尾形修一の紫陽花(あじさい)通信

教員免許更新制に反対して2011年3月、都立高教員を退職。教育や政治、映画や本を中心に思うことを発信していきます。

映画『アンデス、ふたりぼっち』、ペルーの「ポツンと一軒家」

2022年08月18日 20時51分26秒 |  〃  (新作外国映画)
 ペルーの『アンデス、ふたりぼっち』という映画が公開されている。南米の中でもブラジルやアルゼンチン、チリなどの映画は時々あるけど、ペルーは珍しい。しかし、ここでは書いてないけど、2021年には『名もなき歌』という映画があった。ペルー映画祭も行われたし、最近はちょっと活気があるようだ。『アンデス、ふたりぼっち』という映画は、アンデス山脈の5千mを越える高地に暮らす老夫婦の暮らしをじっくり見つめた映画で、思わずペルーの「ポツンと一軒家」かと思った。あまり詳しく知らずに見に行ったので、ドキュメンタリー映画かと思ってしまったのである。

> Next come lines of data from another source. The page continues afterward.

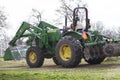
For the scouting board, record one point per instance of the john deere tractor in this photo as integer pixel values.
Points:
(66, 46)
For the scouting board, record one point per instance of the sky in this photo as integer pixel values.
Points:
(106, 11)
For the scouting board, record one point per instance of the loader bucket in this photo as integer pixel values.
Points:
(15, 53)
(8, 55)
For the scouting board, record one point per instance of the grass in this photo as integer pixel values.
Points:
(18, 70)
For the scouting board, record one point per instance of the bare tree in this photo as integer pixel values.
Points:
(98, 26)
(3, 17)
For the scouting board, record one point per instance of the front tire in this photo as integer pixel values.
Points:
(34, 57)
(69, 52)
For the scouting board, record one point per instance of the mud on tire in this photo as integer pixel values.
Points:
(69, 52)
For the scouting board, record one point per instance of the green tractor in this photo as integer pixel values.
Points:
(65, 46)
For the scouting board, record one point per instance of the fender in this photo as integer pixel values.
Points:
(74, 34)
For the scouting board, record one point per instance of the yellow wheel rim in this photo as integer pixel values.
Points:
(65, 52)
(32, 57)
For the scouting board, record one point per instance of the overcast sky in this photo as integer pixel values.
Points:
(107, 11)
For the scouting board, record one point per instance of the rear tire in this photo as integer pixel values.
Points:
(34, 57)
(69, 52)
(94, 55)
(56, 61)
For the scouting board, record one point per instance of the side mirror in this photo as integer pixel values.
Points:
(88, 23)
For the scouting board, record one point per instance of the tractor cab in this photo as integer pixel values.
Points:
(80, 19)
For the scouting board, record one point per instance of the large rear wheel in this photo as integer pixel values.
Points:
(93, 55)
(69, 52)
(34, 57)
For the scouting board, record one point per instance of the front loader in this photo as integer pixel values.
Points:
(67, 46)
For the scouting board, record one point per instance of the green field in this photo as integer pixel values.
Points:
(18, 70)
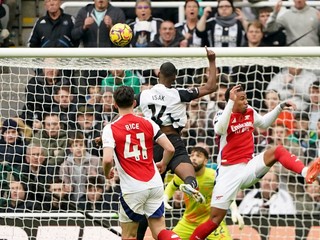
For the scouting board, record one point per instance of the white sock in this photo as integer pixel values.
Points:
(304, 171)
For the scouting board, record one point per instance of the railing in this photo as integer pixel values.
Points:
(72, 7)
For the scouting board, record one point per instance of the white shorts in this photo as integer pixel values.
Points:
(149, 203)
(230, 179)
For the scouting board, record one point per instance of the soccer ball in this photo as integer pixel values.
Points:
(120, 34)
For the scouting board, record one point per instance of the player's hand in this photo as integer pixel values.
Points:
(288, 105)
(166, 203)
(278, 6)
(111, 174)
(108, 21)
(236, 216)
(210, 55)
(88, 22)
(207, 11)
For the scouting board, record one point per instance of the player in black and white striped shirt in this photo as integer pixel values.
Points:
(167, 107)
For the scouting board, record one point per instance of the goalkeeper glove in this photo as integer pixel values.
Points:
(166, 203)
(236, 216)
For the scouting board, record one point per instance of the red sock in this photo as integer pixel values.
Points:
(167, 234)
(203, 230)
(288, 160)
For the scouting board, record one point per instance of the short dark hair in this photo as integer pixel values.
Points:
(265, 9)
(315, 84)
(201, 150)
(168, 69)
(186, 2)
(124, 96)
(227, 94)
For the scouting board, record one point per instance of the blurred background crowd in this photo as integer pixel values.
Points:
(51, 149)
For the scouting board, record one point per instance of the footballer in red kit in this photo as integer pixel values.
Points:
(128, 142)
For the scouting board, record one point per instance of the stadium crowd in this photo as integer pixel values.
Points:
(51, 153)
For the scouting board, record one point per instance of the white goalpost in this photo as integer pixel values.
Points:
(82, 68)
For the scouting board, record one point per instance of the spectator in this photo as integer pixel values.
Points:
(293, 84)
(39, 92)
(301, 23)
(188, 27)
(254, 35)
(58, 197)
(94, 95)
(276, 38)
(268, 199)
(271, 100)
(106, 110)
(36, 171)
(53, 29)
(313, 108)
(120, 78)
(304, 137)
(78, 166)
(64, 104)
(226, 29)
(16, 200)
(94, 21)
(12, 146)
(168, 36)
(145, 26)
(96, 199)
(309, 200)
(90, 128)
(53, 138)
(318, 134)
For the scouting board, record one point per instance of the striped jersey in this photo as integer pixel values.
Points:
(132, 138)
(166, 106)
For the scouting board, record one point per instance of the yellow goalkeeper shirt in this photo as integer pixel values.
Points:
(195, 212)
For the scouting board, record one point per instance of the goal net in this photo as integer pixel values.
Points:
(57, 98)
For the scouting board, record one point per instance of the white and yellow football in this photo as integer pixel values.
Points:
(120, 34)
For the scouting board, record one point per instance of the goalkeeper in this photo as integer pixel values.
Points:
(196, 213)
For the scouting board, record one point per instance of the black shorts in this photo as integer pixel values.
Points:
(180, 155)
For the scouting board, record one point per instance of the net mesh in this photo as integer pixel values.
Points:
(26, 97)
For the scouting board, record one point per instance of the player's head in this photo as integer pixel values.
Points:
(199, 158)
(241, 103)
(124, 97)
(168, 73)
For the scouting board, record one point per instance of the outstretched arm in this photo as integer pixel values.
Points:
(211, 84)
(268, 119)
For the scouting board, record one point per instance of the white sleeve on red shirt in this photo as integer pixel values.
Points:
(222, 122)
(107, 137)
(266, 120)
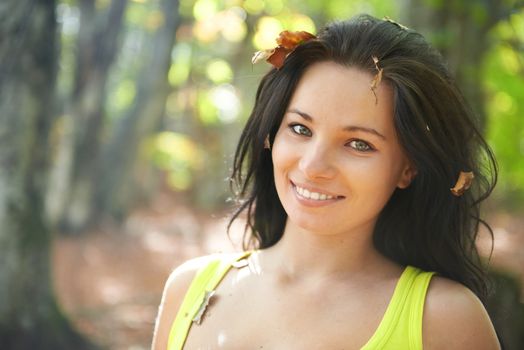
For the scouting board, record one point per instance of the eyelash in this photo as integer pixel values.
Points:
(296, 127)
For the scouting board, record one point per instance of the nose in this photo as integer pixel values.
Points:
(316, 162)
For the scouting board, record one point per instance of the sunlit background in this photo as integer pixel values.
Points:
(151, 97)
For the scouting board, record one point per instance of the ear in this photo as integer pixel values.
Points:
(408, 174)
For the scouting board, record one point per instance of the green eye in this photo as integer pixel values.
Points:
(360, 146)
(300, 130)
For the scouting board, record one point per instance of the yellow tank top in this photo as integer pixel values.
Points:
(400, 328)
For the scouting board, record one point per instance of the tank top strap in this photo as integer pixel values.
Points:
(416, 313)
(197, 296)
(401, 325)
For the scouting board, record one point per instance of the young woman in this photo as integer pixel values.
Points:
(346, 165)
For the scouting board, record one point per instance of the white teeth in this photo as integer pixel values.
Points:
(312, 195)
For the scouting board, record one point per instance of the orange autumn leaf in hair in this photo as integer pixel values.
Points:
(290, 40)
(463, 183)
(287, 41)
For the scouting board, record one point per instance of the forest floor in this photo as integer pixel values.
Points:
(110, 281)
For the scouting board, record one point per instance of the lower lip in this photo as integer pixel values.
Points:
(311, 202)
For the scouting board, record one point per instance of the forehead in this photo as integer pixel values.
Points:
(337, 94)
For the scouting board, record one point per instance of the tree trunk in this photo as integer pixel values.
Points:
(118, 186)
(459, 29)
(97, 47)
(29, 315)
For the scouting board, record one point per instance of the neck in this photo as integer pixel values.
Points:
(304, 255)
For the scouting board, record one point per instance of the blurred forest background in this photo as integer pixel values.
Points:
(118, 120)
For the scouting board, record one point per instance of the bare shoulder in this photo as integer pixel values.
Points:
(455, 318)
(175, 289)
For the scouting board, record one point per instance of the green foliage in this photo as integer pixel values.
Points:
(177, 154)
(213, 82)
(504, 84)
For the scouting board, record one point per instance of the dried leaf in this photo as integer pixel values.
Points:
(278, 57)
(463, 183)
(287, 41)
(261, 55)
(290, 40)
(240, 263)
(386, 18)
(203, 307)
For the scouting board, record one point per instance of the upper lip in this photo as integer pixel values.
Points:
(316, 189)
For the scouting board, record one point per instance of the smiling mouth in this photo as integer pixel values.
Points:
(316, 196)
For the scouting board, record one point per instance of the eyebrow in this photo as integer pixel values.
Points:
(347, 128)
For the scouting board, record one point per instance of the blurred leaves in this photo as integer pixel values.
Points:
(212, 82)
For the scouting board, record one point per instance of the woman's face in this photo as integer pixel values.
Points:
(336, 155)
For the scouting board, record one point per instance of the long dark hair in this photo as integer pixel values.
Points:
(424, 225)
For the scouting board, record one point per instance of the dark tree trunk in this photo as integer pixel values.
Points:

 見ているうちに、これは劇映画だと判ってくる。ドキュメンタリーならもっと仕掛けがあるはずで、この淡々とした非情さは劇映画にしか出来ないと判るのである。きっと風景が素晴らしいだろうと期待したのだが、確かに素晴らしいと言えるかもしれないが、そこで現に暮らしていくには過酷すぎる。もうほとんど雲中の生活で、晴れることがほとんどない。いつもどんよりしていて、時には雷が鳴って雷雨となる。標高が高いから怖いなと思う。そんな中で、ウォルカパクシという二人が暮らしている。男子がいるということだが、家を捨てて町に住んでいる。86分の映画に、この二人の人間しか出てこないのである。
(ウォルカとパクシ)
 人間以外なら動物が出てくる。リャマ羊たちである。作物が出来るところではないから、生計は羊を飼って立ててきたのだろう。家は石造だが、屋根は茅葺きにしている。雨が漏れてきて、修理をしなくてはならない。老夫婦だけで大変だが、子どもはもう戻ってこない、自分たちは見捨てられたと覚悟している。しかし、電話もテレビもないような家で、インターネットどころか多分郵便配達も来ない。町へ出ても貧しい暮らしだろう息子からしたら、連絡する手段さえないのではないか。

 町まで行くのも遠いようで、なかなか行けない。マッチが切れかけて、買いに行こうとするがウォルカ老人は途中で倒れてしまう。夜になっても帰ってこないから、パクシが探しに来てようやく助け出す。このウォルカを演じるのは監督の実の祖父(ビセンテ・カタコラ)だという。妻のパクシは友人から推薦されたローサ・ニーナという映画も見たことがないシロウト。このキャストにホンモノらしさの秘密がある。マッチを買えなかったから、火を絶やさないように注意していたら、逆に火が強くなりすぎて火事になってしまう。その前には、キツネに襲われて羊たちが全滅する。不運がうち続く暮らしである。
(オスカル・カタコラ監督)
 この映画はペルー初の全編アイマラ語の映画だという。アイマラ語はボリビアとペルーでは公用語に指定されているというが、話者約200万という先住民の言語だ。アメリカ大陸の先住民は、ベーリング海を渡ったモンゴロイドだとされている。言語は判らないけど、風貌は日本人とも似ている。監督のオスカル・カタコラは1987年生まれの若い人で、この映画が第一回作品。しかし、何と2021年11月26日に第2作撮影中に死亡してしまったという。デビュー作にして遺作になったのである。
(リャマ)
 監督は小津安二郎や黒澤明の日本映画に大きな影響を受けたという。だからといって、人物をじっくり見つめると何でも小津だと評するのもどうかと思う。この映画は構図も凝っていて、ほとんど動かないカメラで撮られている。しかし、人物同士のドラマはないから、ドキュメンタリー・タッチという感じがする。実際、ここまで厳しい生活だと、世界を知る歓びより、見ていて苦しい暮らしをする大変さが先立ってしまう。なお、リャマが飼われているが、ラクダ科だという。グアナコから家畜化され、主に荷物運搬用に使うらしい。映画でもリャマに荷を積んで買い出しに行く。同じラクダ科のアルパカは毛を利用する家畜で、そこが違っている。ラクダ科だけどコブはない。このリャマの運命にも注目。

 面白いのかどうか判定が難しいが、こういう世界があるという知識もあって良いか。ペルーには首都リマ以外の地域を拠点とするシネ・レヒオナル(地域映画)があるという。この映画はその代表格らしく、米アカデミー賞のペルー代表に選ばれた。